Fourthly, to be re-elected, you'd have to have been apprehended attempting to leave the country to avoid the job, and/or defecting and renouncing your citizenship to avoid serving in the Congress.
Anyone failing that bar would be ineligible for additional terms.

Lasty, all laws passed would apply only to the Congress for the first 10 years. Only after that would they become the law of the land, unless sooner rescinded.

You might still get a fool or three, but you'd whittle down the tally mightily compared to the current amount, and for the few remaining, you'd get a much better class of fool, at minimum.

And it would be hilarious to watch.

For a bonus, no one would be eligible for the federal judiciary until they had supervised the removal of at least 10 state-level judges for cause for corruption, or incompetence/malpractice, and no one would eligible for SCOTUS until they'd done the same thing with federal judges. 10 scalps, or no job. Anyone who couldn't find 10 crooked or incompetent judges isn't qualified to hold that job in the first place.

Borepatch said...

Aesop, I agree there's no squaring that circle. But these idiots are passing a law saying "encryption that only WE can break". Good damn luck with that.

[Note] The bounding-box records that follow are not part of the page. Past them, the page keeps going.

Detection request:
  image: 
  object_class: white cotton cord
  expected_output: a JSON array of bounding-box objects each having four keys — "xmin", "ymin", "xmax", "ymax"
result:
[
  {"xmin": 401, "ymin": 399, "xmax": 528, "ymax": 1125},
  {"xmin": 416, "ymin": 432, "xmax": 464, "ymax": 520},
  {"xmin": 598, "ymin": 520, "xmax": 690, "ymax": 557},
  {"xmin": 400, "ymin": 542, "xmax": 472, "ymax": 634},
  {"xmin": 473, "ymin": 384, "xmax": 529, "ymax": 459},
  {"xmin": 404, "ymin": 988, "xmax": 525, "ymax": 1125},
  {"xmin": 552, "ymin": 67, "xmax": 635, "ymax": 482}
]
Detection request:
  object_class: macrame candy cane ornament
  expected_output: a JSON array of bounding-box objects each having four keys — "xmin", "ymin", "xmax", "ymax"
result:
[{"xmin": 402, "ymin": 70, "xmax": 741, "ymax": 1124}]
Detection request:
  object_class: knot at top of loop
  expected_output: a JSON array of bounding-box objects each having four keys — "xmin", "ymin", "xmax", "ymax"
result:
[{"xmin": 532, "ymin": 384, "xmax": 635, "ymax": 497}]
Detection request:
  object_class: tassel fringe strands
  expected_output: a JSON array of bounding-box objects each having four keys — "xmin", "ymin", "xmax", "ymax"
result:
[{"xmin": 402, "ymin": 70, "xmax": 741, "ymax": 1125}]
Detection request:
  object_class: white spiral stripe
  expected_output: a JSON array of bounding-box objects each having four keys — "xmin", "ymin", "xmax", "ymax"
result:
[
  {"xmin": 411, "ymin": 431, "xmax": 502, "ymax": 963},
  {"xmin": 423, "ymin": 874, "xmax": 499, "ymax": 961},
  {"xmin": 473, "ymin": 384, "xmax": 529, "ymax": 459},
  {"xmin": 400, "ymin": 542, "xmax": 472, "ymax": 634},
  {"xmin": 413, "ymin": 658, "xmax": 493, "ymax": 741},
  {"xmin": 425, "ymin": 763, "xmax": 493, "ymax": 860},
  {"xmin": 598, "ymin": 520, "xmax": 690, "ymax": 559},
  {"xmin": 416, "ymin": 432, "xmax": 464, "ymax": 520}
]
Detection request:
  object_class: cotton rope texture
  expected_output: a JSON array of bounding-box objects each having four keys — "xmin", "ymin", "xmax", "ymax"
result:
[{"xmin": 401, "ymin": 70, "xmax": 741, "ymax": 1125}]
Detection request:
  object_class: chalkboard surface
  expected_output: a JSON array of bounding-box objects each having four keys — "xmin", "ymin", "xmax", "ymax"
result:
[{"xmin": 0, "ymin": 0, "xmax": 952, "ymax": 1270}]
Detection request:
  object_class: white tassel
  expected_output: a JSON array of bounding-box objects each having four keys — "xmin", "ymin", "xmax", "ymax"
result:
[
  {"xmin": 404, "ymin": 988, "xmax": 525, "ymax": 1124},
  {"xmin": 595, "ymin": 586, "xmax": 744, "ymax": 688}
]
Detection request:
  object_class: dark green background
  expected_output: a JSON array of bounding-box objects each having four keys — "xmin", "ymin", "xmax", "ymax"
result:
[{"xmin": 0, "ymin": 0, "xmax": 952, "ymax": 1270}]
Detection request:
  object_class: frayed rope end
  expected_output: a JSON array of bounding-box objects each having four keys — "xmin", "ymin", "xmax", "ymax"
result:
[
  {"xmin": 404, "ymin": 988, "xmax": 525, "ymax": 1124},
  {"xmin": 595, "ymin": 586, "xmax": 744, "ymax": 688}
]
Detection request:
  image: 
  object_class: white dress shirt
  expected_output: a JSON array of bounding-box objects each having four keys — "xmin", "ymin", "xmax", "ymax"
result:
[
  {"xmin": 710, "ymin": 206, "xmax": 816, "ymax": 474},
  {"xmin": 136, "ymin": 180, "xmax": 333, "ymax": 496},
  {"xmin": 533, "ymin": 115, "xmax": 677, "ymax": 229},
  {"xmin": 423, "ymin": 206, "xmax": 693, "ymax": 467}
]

I like the idea of moving Congress to a swamp. Of course, DC used to be a swamp, but they drained (the physical one) while making a political one. Maybe no AC would help.

Glen Filthie said...

Meh. It's kabuki theatre at this point. Law and order is not a priority with our ruling class anymore, never mind justice. Our countries don't have the least of a whit of a problem with law and regulation - we have a people problem and it's getting worse by the day. We could stretch a few necks today, and put a few monkeys in cages right now - or we can let it go until open civil war breaks out.

Better stop and go grey before you've had too much to think...

Eric Wilner said...

So now it's the LA-TE-DA act, eh?
Alas, politicians are by nature incapable of grokking the concept of "impossible in principle"; they devoutly believe that anything that can be commanded can be done. Made a fine line for Yul Brynner; doesn't mesh well with math, physics, nor any other intractable subject.
Which, I guess, is another reason STEM must be destroyed. We need new math that listens to kings and such.

Eric Wilner said...

Oh, another thing occurs to me: while the Communist Boogers may be using encrypted digital communications, you can bet they're using apps controlled by the Chinese government.
And there was a rumor making the rounds a couple of days ago that they were also using 2-meter walkie-talkies, probably without the applicable licenses. Maybe they're transmitting in the clear, fondly believing no one is listening? Or maybe they're using old-fashioned code phrases that can only be cracked with the proverbial $5 wrench? (XKCD #538, of course.)

Richard said...

I regard the whole thing as distraction. Assuming that the NSA can't crack codes with technical means, waterboarding works. So does human engineering. If you want stuff to be secure from government, don't use tech. Other bad actors might be defeated by tech but not government.

FredLewers said...

It's time to publicly appear neutral/borderline compliant. HIDE EVERYTHING! MEMORIZE EVERYTHING YOU WANT PRIVATE AND BURN THE HARDCOPY!
Conduct as much personal business as you can by cash and barter. Meatspace for meetings. Trusted associates only. Small cells. Need to know strictly enforced. Harden your heart, sharpen your mind and be ready to die for what you believe in.